Permanere nell’unzione

Il Salmo 88 che abbiamo appena recitato ci parla del «per sempre» dell’unzione: «Ho unto Davide, mio servo, con l’olio santo, affinché la mia mano sia sempre con Lui». L’unzione del Signore è «fedeltà e amore che ci accompagnano» nel corso della nostra vita sacerdotale. Forse san Giovanni esprime ancora meglio il carattere permanente dell’unzione: «l’unzione che avete ricevuto da Lui rimane in voi e non avete bisogno che alcuno vi ammaestri» (1 Gv 2,27).
L’unzione permane in noi, ci imprime carattere, e noi permaniamo in lei poiché: «Questa unzione li istruisce in tutto ed è vera e non mente, dimora in Lui, come lei gli insegna».
Permanere nell’unzione, che ci insegna interiormente come permanere in amicizia con Gesù.
Faremo bene a chiederci: che cosa ci aiuta a permanere nell’unzione? Come sperimentare la sua gioia, come sentire che ci rende forti, rendendo soave e sopportabile la croce, come viverla come uno scudo contro le tentazioni e come balsamo sulle ferite? Che cosa ci aiuta a depotenziarla, a non perdere il sale, a mantenere ardente il fervore? Come evitare di unirsi alla lista di coloro che finiscono male e non permangono nell’unzione: Saul, Esaù, Salomone? In risposta, poco prima, nella stessa lettera, Giovanni fornisce la chiave: «Chi dice di dimorare in Cristo deve comportarsi come Lui si è comportato» (1 Gv 2,6).
Permanere nell’unzione allora non significa mettere «la faccia dei santini» o mantenere una postura estatica; significa «andare», l’andare di cui parla Giovanni (periepatesen) è lo stesso di tutti i paralitici guariti dal Vangelo, che si alzavano di colpo e camminavano con la loro barella sulle spalle e seguivano il Signore; è l’avanzare di Pietro verso Gesù, camminando sulle acque, simbolo dell’uomo che cammina nella fede, che «abbandona tutte le sicurezze e avanza verso ciò che si raggiunge solo con la grazia» (von Balthasar).
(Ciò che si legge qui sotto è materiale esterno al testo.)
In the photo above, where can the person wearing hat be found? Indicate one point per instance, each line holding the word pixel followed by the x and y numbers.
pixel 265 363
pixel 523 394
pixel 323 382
Così è: per rimanere nell’unzione si deve camminare, bisogna uscire e camminare come camminava Cristo.
L’unzione dello Spirito è rimasta sul Signore che «passò facendo del bene», spargendo la misericordia del Padre su tutti quelli che ne avevano bisogno in ogni occasione, fino a consumare la sua Pasqua e l’esodo di se stesso nell’apertura totale del suo Cuore trafitto sulla croce. E permanere nell’unzione è transitare facendo del bene. Un bene che non è un possesso constatabile, ma che si diffonde come il profumo di nardo puro con cui Maria unse il Signore. Questo è ciò che fece adirare Giuda, che aveva perso l’unzione e non poteva più godere della fragranza che profumava tutta la casa. L’intangibilità dell’unzione dello Spirito è spesso sostituita, quando si perde, con la tangibilità contante e sonante del denaro. Pensiamo all’autoreferenzialità contabile di tante persone e istituzioni della Chiesa. Com’è stato il loro permanere nell’unzione?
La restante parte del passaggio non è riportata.